THE BRAD BLOG sums it up well by quoting the Diebold insider:
Our source expressed emphatically that future democratic elections in the United States are at stake and feels that the problem will not be corrected until Congressional action forces the company to do so. "In my opinion Diebold's election system is one of the greatest threats our democracy has ever known, and the only way this will be exposed is with a Congressional investigation with subpoenas of not just Diebold officials but Diebold technicians."

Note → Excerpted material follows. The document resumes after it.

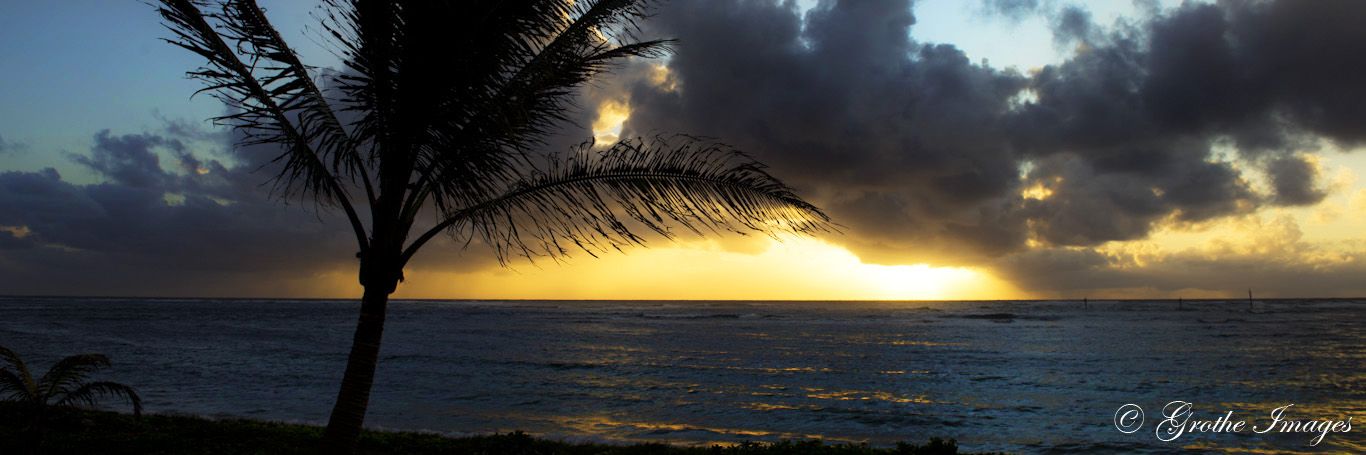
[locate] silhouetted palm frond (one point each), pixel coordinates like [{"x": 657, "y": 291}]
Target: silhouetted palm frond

Our Democracy is sorely in danger.

3 comments:

D. C. Russell said...

What B.S.!
The crooked Diebold system in Prince George's County, Maryland, was bought, installed, operated, and protected by DEMOCRATS (not the GOP)--DEMOCRATS who refuse to install any kind of paper trail.
If Diebold is part of a GOP plot, why have the Prince George's County DEMOCRATS installed and defended the system?

Dave Marco said...

Ok, provide some sources.

D.C. Russell said...

EVERY county and state elected official in Prince George's County is a Democrat--there are NO Republicans.
At the time the decision was made to push for Diebold machines in the rest of the state, the Governor was a Democrat, a supermajority of the legislature was Democratic, and the state elections head was a Democrat appointed by the Democratic Governor.
When the new Republican Governor tried to fire the Democratic elections head in charge of going to Diebold, the Democratic legislature made her untouchable--over the Governor's veto.
Democrats have had had virtual complete control over Maryland elections for decades. When the Diebold decisions were made, there were NO Republicans with any authority over elections in any of the jusrisdictions (like Baltimore City and Montgomery and Prince George's County) that had Diebold-related problems.
You see want to blame the GOP for problems they did not create, and could not possibly have created.
That makes me wonder if your main agenda is GOP-bashing and you don't really care about honest elections.
The truth that there are election officials in both parties who want to use Diebold equipment for corrupt purposes.
You might want to look at the website of True Vote Maryland. The people behind that site are mostly Democrats who are unhappy with the more corrupt parts of their own party's leadership.